Takanobu’s lineal heir, Ryūzōji Masaie, joined his grandmother to govern affairs in the province, but amidst rumors that the Shimazu army would come to invade, in 1588, Masaie’s uncle, Ryūzōji Nobukane, consulted with the chief retainers and called back Nabeshima Nobuo from Yanagawa. Numerous kokujin formerly under the command of the Ryūzōji abandoned the clan in favor of the Shimazu so that, at once, the power of the Shimazu expanded into Chikuzen and Chikugo. Thereafter, the Shimazu pursued a course aiming for a hegemony in Kyūshū.
Meanwhile, there are no records of a reward given to Kawakami Tadakata for killing Takanobu. In this era, even marginal victories were valued whereas this was an overwhelming victory so there may have been fear of fueling the resistance and resentment of the defeated forces. Moreover, the means by which they secretly penetrated the main base of the Ryūzōji to enable the attack against Takanobu may have been regarded as a devious tactic that violated the moral code of the bushō.
Relative strength of armies
With respect to the allied forces of the Shimazu and Arima, Arima Harunobu led 5,000 soldiers which, together with the Shimazu, comprised an army of lees than 10,000 soldiers in total. A Jesuit missionary from Portugal named Luís Fróis who resided in Japan at the time noted in his chronicle that two large cannons were on ships allied with the Arima, but there was no gunner so a Kafr from Egypt loaded the cannons while another person from the Malabar Coast of India ignited the cannons. Despite the difficulties of these operations, the cannons fired well.

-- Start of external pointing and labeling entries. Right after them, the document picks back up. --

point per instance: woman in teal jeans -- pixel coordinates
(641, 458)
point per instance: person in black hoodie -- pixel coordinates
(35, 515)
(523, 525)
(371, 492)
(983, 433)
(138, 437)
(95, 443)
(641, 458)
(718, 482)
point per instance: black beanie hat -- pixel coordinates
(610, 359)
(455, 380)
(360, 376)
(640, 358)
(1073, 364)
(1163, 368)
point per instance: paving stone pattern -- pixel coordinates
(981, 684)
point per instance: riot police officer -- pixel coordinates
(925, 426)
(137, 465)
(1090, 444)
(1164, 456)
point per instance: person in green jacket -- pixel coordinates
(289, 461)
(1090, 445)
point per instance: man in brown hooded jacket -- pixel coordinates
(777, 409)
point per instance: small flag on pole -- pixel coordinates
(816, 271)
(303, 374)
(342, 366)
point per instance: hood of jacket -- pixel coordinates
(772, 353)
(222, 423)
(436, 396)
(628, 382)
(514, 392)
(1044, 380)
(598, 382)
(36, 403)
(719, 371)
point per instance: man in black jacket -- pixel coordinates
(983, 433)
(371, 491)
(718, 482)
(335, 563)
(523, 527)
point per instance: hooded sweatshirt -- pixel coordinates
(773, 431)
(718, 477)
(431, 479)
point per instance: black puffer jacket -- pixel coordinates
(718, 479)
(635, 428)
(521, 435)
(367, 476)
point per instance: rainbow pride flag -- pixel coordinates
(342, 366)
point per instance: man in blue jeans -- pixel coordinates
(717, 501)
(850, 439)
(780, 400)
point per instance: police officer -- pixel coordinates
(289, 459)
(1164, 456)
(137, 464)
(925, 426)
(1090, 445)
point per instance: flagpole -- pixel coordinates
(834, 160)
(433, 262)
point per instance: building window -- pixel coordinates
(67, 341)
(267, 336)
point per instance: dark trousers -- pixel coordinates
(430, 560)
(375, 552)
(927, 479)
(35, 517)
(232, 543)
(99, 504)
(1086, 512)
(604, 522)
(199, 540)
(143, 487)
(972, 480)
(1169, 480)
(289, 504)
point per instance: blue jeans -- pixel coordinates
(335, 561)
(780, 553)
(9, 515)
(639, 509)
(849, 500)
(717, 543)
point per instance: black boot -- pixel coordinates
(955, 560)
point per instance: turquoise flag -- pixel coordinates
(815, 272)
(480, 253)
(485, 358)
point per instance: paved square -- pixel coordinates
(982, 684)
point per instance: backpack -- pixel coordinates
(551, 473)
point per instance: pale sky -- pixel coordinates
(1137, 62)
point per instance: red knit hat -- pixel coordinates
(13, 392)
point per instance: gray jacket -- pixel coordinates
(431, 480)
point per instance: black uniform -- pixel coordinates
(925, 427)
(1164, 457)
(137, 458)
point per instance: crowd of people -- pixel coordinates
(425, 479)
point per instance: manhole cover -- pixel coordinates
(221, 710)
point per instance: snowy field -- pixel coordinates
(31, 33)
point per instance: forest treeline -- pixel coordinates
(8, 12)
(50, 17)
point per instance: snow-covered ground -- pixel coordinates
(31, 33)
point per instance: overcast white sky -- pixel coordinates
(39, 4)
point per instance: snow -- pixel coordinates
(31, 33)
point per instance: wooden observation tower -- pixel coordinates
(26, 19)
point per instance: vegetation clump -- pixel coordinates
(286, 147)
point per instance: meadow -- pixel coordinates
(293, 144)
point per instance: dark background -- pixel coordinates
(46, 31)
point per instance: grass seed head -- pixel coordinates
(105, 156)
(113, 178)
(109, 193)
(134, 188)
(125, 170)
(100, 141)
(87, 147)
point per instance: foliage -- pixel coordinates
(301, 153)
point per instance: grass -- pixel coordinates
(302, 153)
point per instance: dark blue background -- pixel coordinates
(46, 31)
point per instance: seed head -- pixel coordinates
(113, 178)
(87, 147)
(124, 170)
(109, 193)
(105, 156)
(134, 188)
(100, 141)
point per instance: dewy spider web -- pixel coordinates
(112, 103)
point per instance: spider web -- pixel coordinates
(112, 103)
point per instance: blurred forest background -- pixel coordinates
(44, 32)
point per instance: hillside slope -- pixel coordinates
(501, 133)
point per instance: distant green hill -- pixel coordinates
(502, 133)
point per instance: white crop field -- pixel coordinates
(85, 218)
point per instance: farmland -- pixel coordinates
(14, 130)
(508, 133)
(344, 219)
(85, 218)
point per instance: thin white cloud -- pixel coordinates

Luís Fróis further noted, “The enemy forces attacked our enclosed base again. The forces from Satsuma fought back, but were already fatigued and they were woefully disorganized for the battle. The Ryūzōji possessed many arquebuses but few arrows, along with long spears and short swords, while the Shimazu forces had few arquebuses, but wielded many arrows, short spears, and very long swords. The opposing armies did not have a chance to clash with spears, instead, indiscriminately cutting the long spears with their swords while there was no time to load ammunition in the arquebuses so those were not deployed.” The Shimazu utilized their tactic to draw-in the enemy forces, but the conflict was so violent that neither side could utilize their arquebuses. The Ryūzōji army fielded more soldiers than the allied forces of the Arima and Shimazu but could not make effective use of their firepower.
An account of the battle in northern Hizen states the Ryūzōji army totaled 57,000 soldiers. According to records from Satsuma, the total was 60,000. Luís Fróis noted in his chronicle a total of 25,000 soldiers.
Later, Nabeshima Naoshige, who was originally ordered to suppress Chikugo Province from Yanagawa Castle, was replaced by his father at the castle so he could participate in the battle. According to the account of Luís Fróis, Naoshige attempted to send 50 ships and 5,000 men to Shimabara Castle, but, owing to the defenses of the Arima and Shimazu army, could not land there and entered Jichū Castle. Together with the original army of 57,000 soldiers, the combined forces totaled over 60,000.